Perhaps, the so-called Santa rally could have been even more convincing if markets did not have to be more cautious, to some extent, because of the following two issues. The first has to do with the fact that the U.S. stimulus package has not yet been released in spite of all the media leaks from bipartisan congressional negotiators. The second issue is even more serious. Some volatile market motions on a possible U.S. political storm are within visual range on a horizon, with the possibility of its sudden outbreak being ready to commence even before Christmas time. This may not be a proper time for the markets to relax after the mainstream media proclaimed that the Electoral College voted for Biden as a president-elected, because it's not the media who is going to appoint the next president of the United States. The thing is that the duelling, or alternative, Electoral College votes from another group of electors for Donald Trump, appointed by swing state legislators, were collected by the team of the sitting President Donald Trump who is not going to concede.

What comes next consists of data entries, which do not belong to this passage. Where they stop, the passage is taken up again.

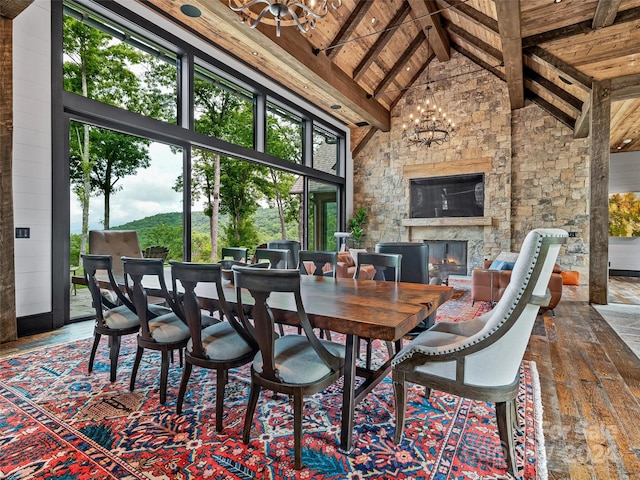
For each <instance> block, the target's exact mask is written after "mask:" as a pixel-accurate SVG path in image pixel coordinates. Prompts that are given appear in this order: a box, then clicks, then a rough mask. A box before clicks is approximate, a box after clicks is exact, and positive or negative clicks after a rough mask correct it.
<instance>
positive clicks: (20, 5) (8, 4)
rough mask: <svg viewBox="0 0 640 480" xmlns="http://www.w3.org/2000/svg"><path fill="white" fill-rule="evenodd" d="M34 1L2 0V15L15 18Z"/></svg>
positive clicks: (12, 18) (4, 16) (0, 5)
mask: <svg viewBox="0 0 640 480" xmlns="http://www.w3.org/2000/svg"><path fill="white" fill-rule="evenodd" d="M32 3H33V0H0V17H4V18H8V19H9V20H13V19H14V18H16V17H17V16H18V15H20V14H21V13H22V11H23V10H24V9H25V8H27V7H28V6H29V5H31V4H32Z"/></svg>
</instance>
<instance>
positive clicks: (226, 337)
mask: <svg viewBox="0 0 640 480" xmlns="http://www.w3.org/2000/svg"><path fill="white" fill-rule="evenodd" d="M169 263H170V265H171V277H172V288H173V291H174V292H176V291H178V288H179V287H181V292H182V295H181V296H180V301H178V302H176V303H177V306H178V309H179V310H180V312H181V313H182V316H183V318H185V319H186V322H187V325H188V327H189V332H190V336H191V339H190V340H189V342H188V343H187V347H186V349H185V364H184V369H183V372H182V381H181V382H180V389H179V391H178V401H177V403H176V413H177V414H178V415H180V414H181V413H182V404H183V402H184V396H185V393H186V391H187V385H188V383H189V378H190V376H191V371H192V368H193V366H194V365H196V366H198V367H202V368H207V369H211V370H215V371H216V430H217V431H218V432H221V431H222V416H223V411H224V394H225V388H226V385H227V382H228V372H229V369H231V368H235V367H239V366H241V365H245V364H247V363H249V362H251V360H253V357H254V356H255V354H256V351H257V350H258V345H257V343H256V341H255V340H254V339H253V337H252V335H251V333H249V332H248V331H247V330H246V329H245V327H244V326H243V325H242V324H241V323H240V322H238V320H237V319H236V317H235V316H234V315H233V313H232V311H231V308H230V306H229V304H228V303H227V301H226V299H225V296H224V291H223V289H222V277H221V265H220V264H211V263H186V262H178V261H175V260H171V261H170V262H169ZM202 284H209V285H211V286H212V287H214V288H215V291H216V294H217V298H218V300H217V304H218V308H219V311H220V312H222V316H221V317H220V318H221V320H223V321H221V322H218V323H215V324H213V325H210V326H208V327H206V328H204V329H203V328H202V320H201V308H200V302H199V300H198V296H197V295H196V291H195V290H196V287H197V286H198V285H202Z"/></svg>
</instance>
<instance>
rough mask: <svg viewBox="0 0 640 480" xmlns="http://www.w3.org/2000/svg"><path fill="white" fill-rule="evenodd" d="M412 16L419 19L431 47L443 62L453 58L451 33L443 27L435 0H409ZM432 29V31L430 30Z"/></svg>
mask: <svg viewBox="0 0 640 480" xmlns="http://www.w3.org/2000/svg"><path fill="white" fill-rule="evenodd" d="M409 5H410V6H411V16H412V17H413V18H414V19H417V20H418V23H419V24H420V27H421V28H422V30H423V31H424V33H425V35H427V38H428V40H429V47H431V50H433V51H434V53H435V54H436V57H438V60H439V61H441V62H446V61H448V60H449V59H450V58H451V44H450V41H449V34H448V33H447V31H446V30H445V29H444V28H443V27H442V22H441V20H440V14H439V13H438V8H437V6H436V5H434V4H433V2H431V1H429V2H427V1H425V0H409ZM429 30H431V31H429Z"/></svg>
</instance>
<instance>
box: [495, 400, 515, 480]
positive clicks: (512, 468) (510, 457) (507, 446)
mask: <svg viewBox="0 0 640 480" xmlns="http://www.w3.org/2000/svg"><path fill="white" fill-rule="evenodd" d="M512 403H513V400H509V401H507V402H496V418H497V420H498V434H499V435H500V445H501V446H502V450H503V451H504V455H505V459H506V461H507V471H508V472H509V473H510V474H511V475H513V476H515V475H516V472H517V467H516V446H515V442H514V440H513V429H512V425H513V422H514V419H513V418H512V417H513V408H512V405H511V404H512Z"/></svg>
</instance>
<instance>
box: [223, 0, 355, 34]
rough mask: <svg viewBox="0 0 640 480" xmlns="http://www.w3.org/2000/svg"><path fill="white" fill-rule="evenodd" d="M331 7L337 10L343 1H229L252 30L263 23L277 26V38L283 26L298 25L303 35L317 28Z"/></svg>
mask: <svg viewBox="0 0 640 480" xmlns="http://www.w3.org/2000/svg"><path fill="white" fill-rule="evenodd" d="M263 4H264V5H266V6H265V7H264V8H263V7H262V5H263ZM329 5H331V8H332V9H334V10H337V9H338V8H340V6H341V5H342V0H330V1H329V0H317V1H316V0H298V1H293V0H229V8H231V10H233V11H234V12H240V13H241V17H240V20H241V21H242V22H243V23H244V22H246V23H247V24H248V25H249V26H250V27H251V28H256V26H257V25H258V24H259V23H260V22H261V21H264V23H266V24H268V25H275V27H276V36H277V37H279V36H280V27H281V26H282V27H289V26H293V25H297V26H298V28H299V29H300V31H301V32H302V33H307V32H308V31H309V30H311V29H313V28H316V21H317V20H318V19H319V18H324V17H326V16H327V14H328V13H329ZM289 17H290V18H289Z"/></svg>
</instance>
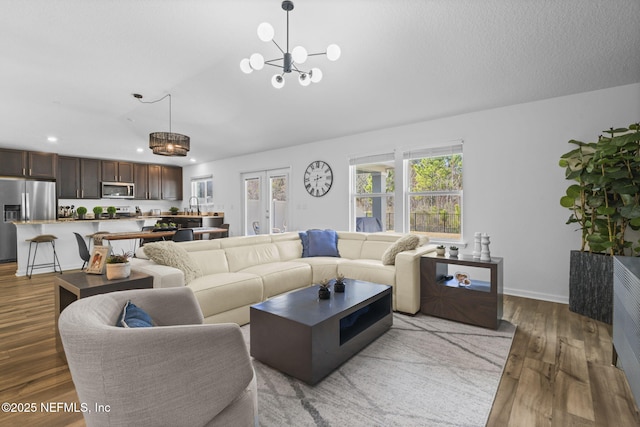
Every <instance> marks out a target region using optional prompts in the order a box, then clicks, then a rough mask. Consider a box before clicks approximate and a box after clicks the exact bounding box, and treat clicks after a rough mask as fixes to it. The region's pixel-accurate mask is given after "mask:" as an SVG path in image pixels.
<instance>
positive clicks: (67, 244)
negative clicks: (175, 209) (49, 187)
mask: <svg viewBox="0 0 640 427" xmlns="http://www.w3.org/2000/svg"><path fill="white" fill-rule="evenodd" d="M186 220H188V221H190V224H192V225H191V227H203V226H204V227H214V226H217V225H219V224H222V222H223V221H224V215H223V214H222V213H221V212H216V213H214V214H204V215H195V214H193V215H186V214H184V215H164V214H160V215H158V216H148V215H145V216H135V217H126V216H122V217H118V218H116V219H107V218H100V219H73V218H60V219H58V220H43V221H14V222H13V224H15V226H16V234H17V264H18V265H17V268H16V276H26V274H27V258H28V256H29V242H27V241H26V240H27V239H30V238H32V237H34V236H37V235H40V234H53V235H54V236H56V237H57V239H56V241H55V245H56V253H57V255H58V259H59V260H60V266H61V267H62V270H63V271H67V270H74V269H79V268H81V267H82V263H83V261H82V258H80V253H79V250H78V243H77V241H76V237H75V235H74V234H73V233H74V232H75V233H78V234H80V235H81V236H83V237H84V238H85V241H86V242H87V247H88V248H89V251H91V249H92V247H93V242H92V239H91V238H89V237H87V236H90V235H92V234H94V233H97V232H99V231H107V232H111V233H121V232H134V231H140V230H142V227H143V226H152V225H154V224H156V223H157V222H175V223H177V224H178V223H180V225H183V224H182V221H186ZM196 224H199V225H196ZM183 227H184V225H183ZM109 244H110V245H111V247H112V251H113V252H114V253H122V252H123V251H124V252H135V250H136V248H137V247H138V241H137V240H135V239H134V240H114V241H112V242H109ZM37 257H38V259H37V261H36V262H37V263H41V262H49V261H50V260H52V259H53V251H52V248H51V246H50V245H48V244H47V245H39V247H38V253H37ZM52 271H53V268H50V269H47V268H42V269H40V270H39V271H38V270H36V271H35V272H34V274H35V273H48V272H52Z"/></svg>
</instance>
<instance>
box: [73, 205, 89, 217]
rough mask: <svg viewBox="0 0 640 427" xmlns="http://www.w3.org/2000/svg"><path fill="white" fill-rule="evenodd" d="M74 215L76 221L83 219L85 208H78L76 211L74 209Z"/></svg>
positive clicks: (86, 213)
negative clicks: (76, 215) (76, 220)
mask: <svg viewBox="0 0 640 427" xmlns="http://www.w3.org/2000/svg"><path fill="white" fill-rule="evenodd" d="M76 213H77V214H78V219H84V217H85V215H86V214H87V208H85V207H84V206H78V209H76Z"/></svg>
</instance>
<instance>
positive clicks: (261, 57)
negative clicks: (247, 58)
mask: <svg viewBox="0 0 640 427" xmlns="http://www.w3.org/2000/svg"><path fill="white" fill-rule="evenodd" d="M249 64H251V68H253V69H254V70H262V67H264V57H263V56H262V55H260V54H259V53H254V54H253V55H251V56H250V57H249Z"/></svg>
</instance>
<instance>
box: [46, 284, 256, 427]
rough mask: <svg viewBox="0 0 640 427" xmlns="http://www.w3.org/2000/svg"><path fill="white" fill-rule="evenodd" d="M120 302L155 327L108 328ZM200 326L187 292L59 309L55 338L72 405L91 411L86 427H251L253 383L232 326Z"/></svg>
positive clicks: (197, 316)
mask: <svg viewBox="0 0 640 427" xmlns="http://www.w3.org/2000/svg"><path fill="white" fill-rule="evenodd" d="M127 300H131V302H133V303H134V304H135V305H137V306H138V307H140V308H142V309H143V310H144V311H146V312H147V313H148V314H149V315H150V316H151V318H152V319H153V321H154V322H155V323H156V324H157V326H154V327H150V328H132V329H128V328H121V327H117V326H115V324H116V322H117V320H118V318H119V316H120V313H121V311H122V308H123V307H124V305H125V303H126V302H127ZM202 322H203V316H202V312H201V311H200V307H199V305H198V302H197V301H196V299H195V296H194V295H193V292H192V291H191V289H190V288H186V287H181V288H167V289H140V290H131V291H121V292H112V293H107V294H101V295H95V296H91V297H88V298H83V299H80V300H78V301H75V302H73V303H72V304H70V305H69V306H68V307H67V308H66V309H64V311H63V312H62V313H61V315H60V319H59V322H58V325H59V330H60V336H61V338H62V343H63V346H64V351H65V354H66V357H67V362H68V363H69V369H70V371H71V376H72V378H73V382H74V384H75V387H76V391H77V393H78V397H79V400H80V402H81V403H83V404H86V405H87V407H88V409H90V411H85V412H84V414H83V415H84V418H85V421H86V423H87V426H89V427H92V426H129V425H136V426H154V427H156V426H254V425H258V401H257V387H256V379H255V374H254V371H253V366H252V364H251V359H250V357H249V353H248V351H247V347H246V344H245V342H244V339H243V337H242V333H241V331H240V328H239V326H238V325H237V324H235V323H224V324H213V325H209V324H203V323H202ZM95 405H103V406H104V405H108V411H106V410H105V411H96V406H95ZM98 407H99V406H98Z"/></svg>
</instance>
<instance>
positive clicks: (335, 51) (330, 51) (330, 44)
mask: <svg viewBox="0 0 640 427" xmlns="http://www.w3.org/2000/svg"><path fill="white" fill-rule="evenodd" d="M341 53H342V52H341V51H340V46H338V45H337V44H330V45H329V46H327V59H328V60H329V61H337V60H338V58H340V54H341Z"/></svg>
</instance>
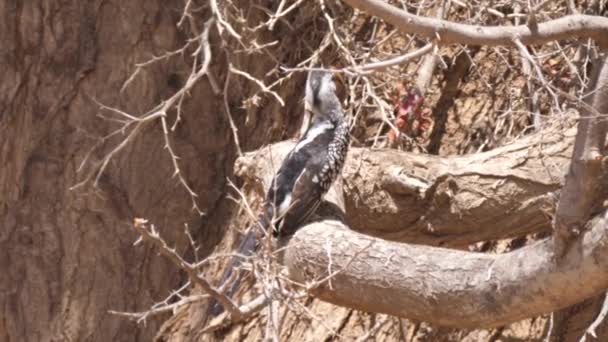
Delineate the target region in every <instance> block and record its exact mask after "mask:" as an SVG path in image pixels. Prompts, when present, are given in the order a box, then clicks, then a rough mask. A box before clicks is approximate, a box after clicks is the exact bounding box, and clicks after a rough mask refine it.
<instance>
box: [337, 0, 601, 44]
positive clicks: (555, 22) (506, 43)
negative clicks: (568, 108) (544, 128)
mask: <svg viewBox="0 0 608 342" xmlns="http://www.w3.org/2000/svg"><path fill="white" fill-rule="evenodd" d="M344 2H345V3H347V4H349V5H350V6H352V7H354V8H356V9H359V10H361V11H363V12H366V13H368V14H370V15H373V16H376V17H379V18H381V19H383V20H384V21H386V22H387V23H389V24H392V25H394V26H395V27H397V28H398V29H400V30H401V31H404V32H408V33H415V34H419V35H421V36H424V37H427V38H430V39H434V38H435V37H436V35H437V34H438V35H439V36H440V37H441V42H442V43H461V44H469V45H488V46H496V45H508V46H514V42H513V39H514V38H519V39H520V41H521V42H522V43H523V44H525V45H531V44H542V43H546V42H549V41H553V40H558V39H567V38H568V39H571V38H573V37H582V38H593V39H595V40H596V41H597V42H598V43H600V44H603V45H606V44H608V18H603V17H599V16H590V15H581V14H577V15H569V16H566V17H563V18H559V19H555V20H551V21H548V22H544V23H540V24H538V26H537V29H536V30H533V29H531V28H530V27H529V26H527V25H520V26H512V27H509V26H485V27H484V26H479V25H466V24H458V23H453V22H449V21H446V20H439V19H433V18H425V17H420V16H417V15H414V14H410V13H407V12H406V11H403V10H401V9H399V8H397V7H395V6H392V5H390V4H388V3H387V2H385V1H382V0H344Z"/></svg>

This alternative set of electoral votes could also be presented not only to the Congress on January 6 but also in the new lawsuits from those swing states to the Supreme Court again in the coming days. And also John Ratcliffe, who is the Director of National Intelligence service and Trump's staunch ally, is going to present a bombshell report on an alleged foreign, especially Chinese, interference into the U.S. 2020 election process through the Dominion machines system and by other methods. Of course, this is unlikely to convince the Congress to overturn the elections, but it may become a formally legal reason for the acting President to declare a martial law and to try his luck with all the ensuing consequences for the election results. No matter how improbable such a scenario may seem by the media, there is no reason to discard it. Even CNN reported today that, according to their sources' information, Donald Jr. Trump is not going to leave the White House of his own free will on the day of Joe Biden's alleged inauguration on January 20. So, the story is not over.